The Distributed Resource Scheduler (DRS) is an essential component of any virtualized environment, except in rare cases with small and unloaded infrastructure.
The main goal of DRS is to balance the load on hosts located inside a computing cluster so that virtual machines (VMs) and applications deployed on them always receive resources in the required volume and work with maximum efficiency. At the same time, the number of physical servers involved remains minimal.
What is DRS, And What Is Cloud Balancing For?
VMware first coined the term DRS after the VMware DRS utility of the same name, designed to balance a cluster of virtual machines. A balanced bunch is one in which hosts are distributed evenly between virtual machines in terms of resource consumption, and there is no situation when, for example, one host is used by 99% and the other by 30%.
When a new virtual machine gets connected to the cluster, it is usually automatically allocated the most optimal host based on its resource requirements and the group’s state as a whole. But from time to time, the workloads of virtual machines change dramatically, which can lead to imbalances in resource allocation and degraded overall performance. Some hosts may run out of resources while others will be idle.
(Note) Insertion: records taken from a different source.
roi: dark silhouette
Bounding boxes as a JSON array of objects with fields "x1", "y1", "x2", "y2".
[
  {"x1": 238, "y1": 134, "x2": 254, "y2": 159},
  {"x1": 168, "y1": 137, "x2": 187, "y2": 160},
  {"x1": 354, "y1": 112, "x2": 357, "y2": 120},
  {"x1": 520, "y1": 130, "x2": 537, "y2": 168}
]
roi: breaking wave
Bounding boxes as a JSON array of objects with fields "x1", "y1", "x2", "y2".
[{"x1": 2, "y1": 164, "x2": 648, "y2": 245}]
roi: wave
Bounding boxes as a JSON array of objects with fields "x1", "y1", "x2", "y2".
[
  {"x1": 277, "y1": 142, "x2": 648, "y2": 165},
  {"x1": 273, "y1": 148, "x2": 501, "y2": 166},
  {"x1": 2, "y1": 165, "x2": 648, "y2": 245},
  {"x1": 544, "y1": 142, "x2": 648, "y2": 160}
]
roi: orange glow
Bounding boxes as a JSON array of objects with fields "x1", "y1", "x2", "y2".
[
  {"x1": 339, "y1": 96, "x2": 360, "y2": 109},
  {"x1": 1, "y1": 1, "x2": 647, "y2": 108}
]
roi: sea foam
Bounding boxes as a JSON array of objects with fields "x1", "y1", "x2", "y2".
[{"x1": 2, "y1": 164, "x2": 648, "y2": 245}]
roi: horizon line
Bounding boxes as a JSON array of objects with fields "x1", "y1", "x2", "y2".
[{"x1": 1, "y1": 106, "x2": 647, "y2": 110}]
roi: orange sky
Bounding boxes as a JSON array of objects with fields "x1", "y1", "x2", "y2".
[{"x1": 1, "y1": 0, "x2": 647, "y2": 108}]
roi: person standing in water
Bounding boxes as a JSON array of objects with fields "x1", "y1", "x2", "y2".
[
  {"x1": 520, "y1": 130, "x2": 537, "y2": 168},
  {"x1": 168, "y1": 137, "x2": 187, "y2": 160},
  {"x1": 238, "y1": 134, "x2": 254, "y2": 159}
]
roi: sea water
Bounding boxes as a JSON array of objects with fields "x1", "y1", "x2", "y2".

The task of DRS is to detect such an imbalance in time and, depending on the chosen level of automation, either make recommendations for transferring the VMs that caused the imbalance to less loaded hosts or perform this migration automatically.
To find the most optimal host for each VM, a special automatically started algorithm is usually used that considers the current resource consumption in the cluster (memory, processor time, and so on), as well as the resource requirements of the VM itself.
What Is The Use Of DRS? The Fact Is That In The Absence Of Automated Control, The Distribution Of VMs Between Servers Can Be Highly Ineffective. Here Are Just a Few Of The Potential Risks:
Bin Packing Problem
There is a risk of “uneven” filling of servers with virtual machines and an unjustified increase in the used capacity.
It is not possible to predict the load profile within a virtual machine in advance. Therefore, when determining the optimal hypervisor for creating a virtual machine, specific parameters are used: the number of cores, the type of disk subsystem, the individual characteristics of the flavor of the virtual machine.
During the subsequent operation of the virtual machine, it may turn out that its specific load profile is more (or, conversely, less) demanding on the utilization of the processor and memory. In the absence of DRS, it is tough to detect in time, which leads to sub-optimal resource use.
In practice, the problem described will be further complicated because not always used physical servers have the same capacity. It is recommended to use homogeneous equipment to build clusters: this greatly facilitates resource allocation. But in real life, the configurations of servers purchased at different times can vary greatly – in the number of cores and processor power, the amount of memory, disks, and so on.
In our example, the capacity of all servers will not be 1.4, but 1.7, 1.9, 1.5, and so on. In addition, the complete utilization of resources on the server should not be allowed: there should always be some “reserve.” For example, in our model, servers with a capacity of 1 resource would not be suitable. All this further complicates manual planning.
Late Transfer To New Servers In Case Of Exhaustion Of Hypervisor Resources
If the first type of risk does not significantly impact cloud customers, but only leads to ineffective use by the provider of its capacities, then the second, on the contrary, can dramatically slow down the work of user applications.
On the hypervisor, the provisioning of resources to virtual machines occurs, as a rule, with an oversubscription. Several cores of different virtual machines are superimposed on one processor core. Therefore, if one of the machines runs out of allocated resources, it will affect the operation of all VMs located on the same core.
The use of the DRS mechanism eliminates the described risks and brings the provider (and, therefore, its customers) the following benefits:
- maintaining maximum responsiveness of client applications,
- even distribution of the load taking into account the current metrics from the VM,
- increasing resource utilization and minimizing equipment downtime,
- Protection against a standard client error when an excessive number of resources are requested under the VM, which are not required in practice.